Personal information
- Full name: Steven Philip Cheetham
- Born: 5 September 1987 (age 38) Oldham, Greater Manchester, England
- Height: 6 ft 5 in (1.96 m)
- Batting: Right-handed
- Bowling: Right-arm fast-medium
- Role: Bowler

Domestic team information
- 2003–2011: Lancashire (squad no. 18)
- 2010: → Surrey (on loan)

Career statistics
| Competition | First-class | List A |
| Matches | 2 | 18 |
| Runs scored | 0 | 48 |
| Batting average | 0.00 | 12.00 |
| 100s/50s | 0/0 | 0/0 |
| Top score | 0* | 20* |
| Balls bowled | 240 | 642 |
| Wickets | 3 | 19 |
| Bowling average | 66.00 | 34.89 |
| 5 wickets in innings | 0 | 0 |
| 10 wickets in match | 0 | 0 |
| Best bowling | 2/71 | 4/32 |
| Catches/stumpings | 1/– | 2/– |
- Source: Cricinfo, 2 November 2011

= Steven Cheetham =

English cricketer

Steven Philip Cheetham (born 5 September 1987) is an English cricketer. He is a right-handed batsman and a right-arm fast bowler who played for Lancashire. He was born in Oldham, Greater Manchester, and attended Bury Grammar School. Cheetham is a right arm fast/medium bowler and a lower order batsman.

==Career==
Cheetham made his debut in first-class cricket in a match between Lancashire and Durham University in April 2007. A year later, Cheetham played his maiden list A match; on 18 May, Lancashire played Durham. Cheetham took 2/39 as Lancashire lost by six runs. Until his loan to Surrey towards the end of the 2010 season, Cheetham played thirty five list A matches for Lancashire, including one against each of the Bangladesh and West Indies A teams.

On 4 August 2010, Cheetham moved to Surrey until the end of the 2010 season on loan. With limited opportunities to play first-team cricket at Lancashire after a run of injuries, there was a greater chance to play at Surrey who at the time had suffered injuries to their bowling attack.

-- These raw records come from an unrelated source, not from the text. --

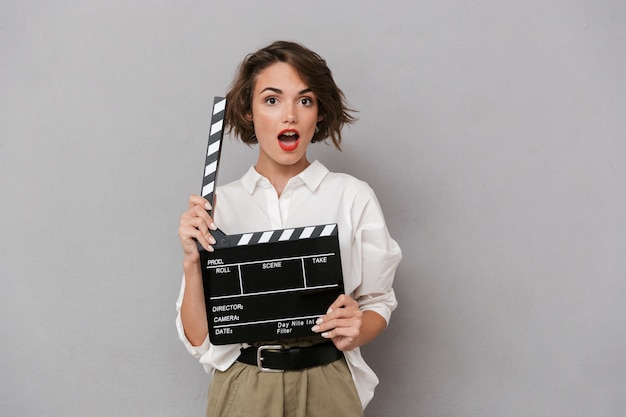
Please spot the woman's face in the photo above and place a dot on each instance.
(284, 113)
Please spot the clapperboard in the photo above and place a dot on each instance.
(266, 285)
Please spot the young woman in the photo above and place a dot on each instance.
(284, 98)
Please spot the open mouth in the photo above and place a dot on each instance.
(288, 139)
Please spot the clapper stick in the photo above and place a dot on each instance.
(212, 160)
(264, 285)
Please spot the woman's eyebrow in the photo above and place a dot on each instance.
(279, 91)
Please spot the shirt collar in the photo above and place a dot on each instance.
(312, 177)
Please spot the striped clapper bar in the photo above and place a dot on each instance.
(268, 285)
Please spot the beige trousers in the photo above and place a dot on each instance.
(324, 391)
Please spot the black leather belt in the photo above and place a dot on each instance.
(275, 358)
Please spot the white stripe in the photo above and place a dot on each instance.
(209, 169)
(216, 127)
(328, 229)
(265, 237)
(208, 189)
(285, 235)
(245, 239)
(214, 147)
(306, 233)
(218, 107)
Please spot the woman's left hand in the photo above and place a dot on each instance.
(341, 323)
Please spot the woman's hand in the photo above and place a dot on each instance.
(347, 326)
(195, 226)
(341, 323)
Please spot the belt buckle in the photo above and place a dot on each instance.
(259, 357)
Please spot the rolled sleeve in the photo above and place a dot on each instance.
(196, 351)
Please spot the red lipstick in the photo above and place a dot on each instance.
(288, 139)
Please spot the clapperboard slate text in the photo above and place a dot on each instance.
(266, 285)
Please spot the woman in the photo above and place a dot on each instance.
(283, 98)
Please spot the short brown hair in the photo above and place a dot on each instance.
(314, 72)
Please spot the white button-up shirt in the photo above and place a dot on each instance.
(369, 256)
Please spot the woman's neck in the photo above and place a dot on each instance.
(279, 175)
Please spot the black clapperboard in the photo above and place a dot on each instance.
(266, 285)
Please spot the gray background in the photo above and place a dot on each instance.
(493, 132)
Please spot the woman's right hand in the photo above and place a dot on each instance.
(195, 226)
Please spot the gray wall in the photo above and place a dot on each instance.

Following an injury to Lancashire captain and bowler Glen Chapple in September, Cheetham was recalled early from his stint with Surrey. In October 2011, the season where Lancashire won the county championship, having been unable to break into Lancashire's first-team due to a serious long term recurring ankle injury, Cheetham was released by the club. He then went on to have one final season with Yorkshire County Cricket Club.